What is the maximum speed one can travel near a stellar mass black hole?

[mat1101]

Is there a rotation speed for black holes, and if so, (either than infinity), what is the fastest speed one can travel at if it is about stellar mass black hole.

Also I would like a equation, but please it explain what it means because I am only 14.

 

[atyy]

Some quick links, you'll have to cross-check with other sources to see if these are right, but they be helpful for googling up the stuff:
http://en.wikipedia.org/wiki/Rotating_black_hole
http://en.wikipedia.org/wiki/Extremal_black_hole
http://arxiv.org/abs/0903.0100
http://casa.colorado.edu/~ajsh/phys5770_10/grbook.pdf (p117-118)

 

[bcrowell]

That's a great question. I have a PhD in physics, and I don't know the answer (although I can offer the extenuating circumstance that relativity isn't my specialty :-) ).

When a spinning figure skater pulls in her arms from r=1 unit to r =0.5 units, her velocity goes up. If you model her naively as two masses at the ends of a cord spinning end over end, then each mass's velocity doubles. You'd think that when r became zero, the velocity would reach infinity, but of course nothing can go faster than c. Relativistically, momentum doesn't depend on v, it depends on $v\gamma$, where $\gamma=1/\sqrt{1-v^2/c^2}$. This approaches infinity as v approaches c.

So I'm going to throw out a wild guess, which somebody like George Jones or Sam Gralla who is really knowledgeable about GR will probably shoot down. When a spinning black hole forms by gravitational collapse, the infalling matter has a radial velocity that approaches c as it reaches the event horizon. As it gets closer and closer to the singularity, its tangential velocity also approaches c.

The other thing that's not obvious to me is whether the angular momentum of a black hole is localized in its singularity, or whether the spacetime itself carries it. Or maybe it doesn't even make sense to ask where it's localized, since there isn't any really meaningful way in which we can say what's going on "now" inside the event horizon.

 

[xmangosaintx]

Prof,
I have a few question related.. But as a pre-intro before an epic criticism, I'd like to say that I'm only reading physics as an enjoyable pass time, and I'm only a freshman in Bachelor of Psychology.

My question is:

1. The gravitational pull of a black hole is very big, that even light couldn't escape. True?
2. If light, c, which is the cosmic speed limit, couldn't escape the pull, doesn't it mean that the black hole speed is larger?

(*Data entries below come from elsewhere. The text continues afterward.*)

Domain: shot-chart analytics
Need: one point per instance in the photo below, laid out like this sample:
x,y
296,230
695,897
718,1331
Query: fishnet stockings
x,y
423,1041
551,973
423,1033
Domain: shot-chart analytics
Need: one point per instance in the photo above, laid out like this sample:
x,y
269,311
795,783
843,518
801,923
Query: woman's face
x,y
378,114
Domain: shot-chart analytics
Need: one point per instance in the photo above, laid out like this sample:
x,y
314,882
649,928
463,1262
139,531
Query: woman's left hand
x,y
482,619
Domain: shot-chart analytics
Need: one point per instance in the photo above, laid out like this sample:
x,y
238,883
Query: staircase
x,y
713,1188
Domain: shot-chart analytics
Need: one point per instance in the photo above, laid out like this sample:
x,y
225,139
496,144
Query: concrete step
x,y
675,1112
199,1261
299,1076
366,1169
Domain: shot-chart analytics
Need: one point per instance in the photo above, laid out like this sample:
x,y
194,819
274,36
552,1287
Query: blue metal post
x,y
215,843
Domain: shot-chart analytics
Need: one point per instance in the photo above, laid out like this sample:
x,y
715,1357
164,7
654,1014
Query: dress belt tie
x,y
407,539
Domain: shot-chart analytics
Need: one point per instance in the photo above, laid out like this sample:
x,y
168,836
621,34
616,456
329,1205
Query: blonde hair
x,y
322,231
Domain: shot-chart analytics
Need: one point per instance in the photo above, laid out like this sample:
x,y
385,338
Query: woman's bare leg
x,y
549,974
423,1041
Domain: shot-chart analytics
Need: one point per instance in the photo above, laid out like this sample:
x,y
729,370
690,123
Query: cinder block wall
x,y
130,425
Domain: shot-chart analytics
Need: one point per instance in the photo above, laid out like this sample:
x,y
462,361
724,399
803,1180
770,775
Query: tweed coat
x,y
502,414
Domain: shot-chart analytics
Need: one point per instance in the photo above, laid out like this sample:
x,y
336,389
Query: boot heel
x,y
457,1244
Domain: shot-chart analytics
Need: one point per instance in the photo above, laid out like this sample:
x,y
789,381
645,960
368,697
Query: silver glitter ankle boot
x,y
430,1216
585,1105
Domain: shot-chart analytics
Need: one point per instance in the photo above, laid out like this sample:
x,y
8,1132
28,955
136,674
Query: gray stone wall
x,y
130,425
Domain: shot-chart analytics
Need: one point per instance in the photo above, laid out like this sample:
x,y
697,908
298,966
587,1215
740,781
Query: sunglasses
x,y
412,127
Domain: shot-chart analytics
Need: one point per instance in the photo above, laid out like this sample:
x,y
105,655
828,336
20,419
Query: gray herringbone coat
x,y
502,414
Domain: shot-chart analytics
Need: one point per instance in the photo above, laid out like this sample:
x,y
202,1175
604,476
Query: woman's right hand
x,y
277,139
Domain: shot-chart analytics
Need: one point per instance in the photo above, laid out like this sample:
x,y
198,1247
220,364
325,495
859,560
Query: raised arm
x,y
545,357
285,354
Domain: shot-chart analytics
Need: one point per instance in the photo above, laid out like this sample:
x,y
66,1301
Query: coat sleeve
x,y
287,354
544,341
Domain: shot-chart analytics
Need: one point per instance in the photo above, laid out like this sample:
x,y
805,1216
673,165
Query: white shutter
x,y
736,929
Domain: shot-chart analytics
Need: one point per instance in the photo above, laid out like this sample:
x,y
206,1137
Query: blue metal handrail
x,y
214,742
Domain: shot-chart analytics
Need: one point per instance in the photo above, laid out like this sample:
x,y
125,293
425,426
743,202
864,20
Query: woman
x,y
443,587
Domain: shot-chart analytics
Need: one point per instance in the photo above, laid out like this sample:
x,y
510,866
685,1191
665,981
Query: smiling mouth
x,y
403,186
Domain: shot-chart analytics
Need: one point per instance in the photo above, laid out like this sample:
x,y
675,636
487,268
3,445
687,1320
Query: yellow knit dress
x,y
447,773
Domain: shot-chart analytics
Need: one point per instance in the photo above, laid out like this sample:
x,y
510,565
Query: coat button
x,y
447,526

These statements are contradicting, and I'm betting on my false information..

Hope to hear from yu,
-Hevind-

 

[mat1101]

1. yes that is true
2. I would think so, but that would be something for a doctorate to answer

 

[mat1101]

And thank you!
also would it be possible that if the black holes rotation was so fast, that not only space would warp around it, but stars, planets, etc. could too?

 

[bcrowell]

And thank you!
also would it be possible that if the black holes rotation was so fast, that not only space would warp around it, but stars, planets, etc. could too?

I'm pretty sure my answer is wrong, though :-) Let's wait for someone who is more of an expert to comment on your original question.

 

[mat1101]

okay thanks!

 

[OnlyMe]

The other thing that's not obvious to me is whether the angular momentum of a black hole is localized in its singularity, or whether the spacetime itself carries it. Or maybe it doesn't even make sense to ask where it's localized, since there isn't any really meaningful way in which we can say what's going on "now" inside the event horizon.

Ben, it would seem from the results of the Gravity Probe B experiment that the frame dragging effect would have to apply equally to a black hole, thus the angular momentum of a rotating black hole should drag the surrounding space along with it. Essentially imparting some angular momentum to the surrounding space. While outside of the event horizon space could not be inertially locked to the rotation of the black hole, there should be a diminishing with distance "angular momentum"(?) of space itself?

 

[Pengwuino]

1. The gravitational pull of a black hole is very big, that even light couldn't escape. True?
2. If light, c, which is the cosmic speed limit, couldn't escape the pull, doesn't it mean that the black hole speed is larger?

These statements are contradicting, and I'm betting on my false information..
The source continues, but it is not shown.